Management Research Review
Purpose – The purpose of this paper is to identify how employees feel about having more meetings and what can be done to improve employees’ feelings about their work meetings.
Design/methodology/approach – Data were obtained from three samples of working adults. The first was a convenience sample recruited by undergraduate students (n = 120), the second was a stratified random sample from a metropolitan area in the southern USA (n = 126), and the third was an internet-based panel sample (n = 402). Constant comparative analysis of responses to open-ended questions was used to investigate the overarching research questions.
Findings – It is found that employees enjoy meetings when they have a clear objective, and when important relevant information is shared. Consistent with conservation of resources theory, most employees are unhappy with meetings when they reduce their work-related resources (e.g. meetings constrain their time, lack structure and are unproductive).

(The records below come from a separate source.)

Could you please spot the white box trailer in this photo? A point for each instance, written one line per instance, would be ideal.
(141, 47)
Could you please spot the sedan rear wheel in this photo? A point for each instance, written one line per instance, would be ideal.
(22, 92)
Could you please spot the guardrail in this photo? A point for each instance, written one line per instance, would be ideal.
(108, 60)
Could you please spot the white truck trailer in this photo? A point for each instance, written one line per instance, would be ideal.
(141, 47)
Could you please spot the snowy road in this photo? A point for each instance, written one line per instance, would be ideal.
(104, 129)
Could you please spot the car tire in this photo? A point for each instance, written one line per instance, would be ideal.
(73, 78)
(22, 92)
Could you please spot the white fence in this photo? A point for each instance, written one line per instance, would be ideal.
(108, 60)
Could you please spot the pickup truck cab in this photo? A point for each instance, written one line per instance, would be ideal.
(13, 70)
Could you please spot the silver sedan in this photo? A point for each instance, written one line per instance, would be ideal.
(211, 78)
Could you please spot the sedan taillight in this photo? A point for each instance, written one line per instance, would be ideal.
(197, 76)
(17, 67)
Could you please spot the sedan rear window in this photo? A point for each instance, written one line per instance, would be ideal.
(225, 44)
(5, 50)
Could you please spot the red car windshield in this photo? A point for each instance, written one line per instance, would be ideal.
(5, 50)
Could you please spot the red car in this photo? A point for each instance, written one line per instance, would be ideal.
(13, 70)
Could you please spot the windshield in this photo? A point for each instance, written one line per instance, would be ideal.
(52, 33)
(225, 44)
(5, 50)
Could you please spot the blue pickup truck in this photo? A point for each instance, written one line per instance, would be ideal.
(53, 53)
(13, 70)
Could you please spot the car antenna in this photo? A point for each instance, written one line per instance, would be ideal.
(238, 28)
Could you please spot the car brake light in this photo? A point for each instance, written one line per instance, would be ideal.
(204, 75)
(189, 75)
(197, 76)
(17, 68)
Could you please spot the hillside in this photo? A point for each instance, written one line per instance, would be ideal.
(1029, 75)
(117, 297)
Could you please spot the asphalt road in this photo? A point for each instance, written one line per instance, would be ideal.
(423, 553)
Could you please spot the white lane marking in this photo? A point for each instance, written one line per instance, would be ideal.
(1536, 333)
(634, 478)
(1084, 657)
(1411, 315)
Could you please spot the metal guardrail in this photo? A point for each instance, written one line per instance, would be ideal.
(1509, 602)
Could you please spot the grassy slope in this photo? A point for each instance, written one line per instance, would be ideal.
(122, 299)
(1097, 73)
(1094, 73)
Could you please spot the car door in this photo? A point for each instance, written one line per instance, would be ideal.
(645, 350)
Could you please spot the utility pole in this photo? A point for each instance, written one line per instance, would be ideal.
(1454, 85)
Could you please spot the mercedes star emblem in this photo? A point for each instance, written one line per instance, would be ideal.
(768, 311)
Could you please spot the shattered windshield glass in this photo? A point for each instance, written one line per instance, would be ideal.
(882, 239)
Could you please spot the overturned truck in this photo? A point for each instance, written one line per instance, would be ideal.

Practical implications – The data suggest that meetings appear to be both resource-draining and resource-supplying activities in the workplace. Researchers and managers should consider overtly asking about how people feel about meetings, as a means of identifying areas for future research inquiry and targets for improvement in the workplace generally.
Originality/value – The paper describes one of the few studies on meetings that ask the participants overtly what their feelings are regarding their workplace meetings. Additionally, the paper illustrates the usefulness of qualitative data analysis as a means for further understanding workplace activities viewing respondents as informants.
Keywords United States of America, Employees behaviour, Employees attitudes, Employees participation, Meetings, Meeting demands, Qualitative research, Thematic analysis
Allen, Joseph A.; Sands, Stephanie J.; Mueller, Stephanie L.; Frear, Katherine A.; Mudd, Mara; and Rogelberg, Steven G., "Employees’ feelings about more meetings: An overt analysis and recommendations for improving meetings" (2012). Psychology Faculty Publications. 95.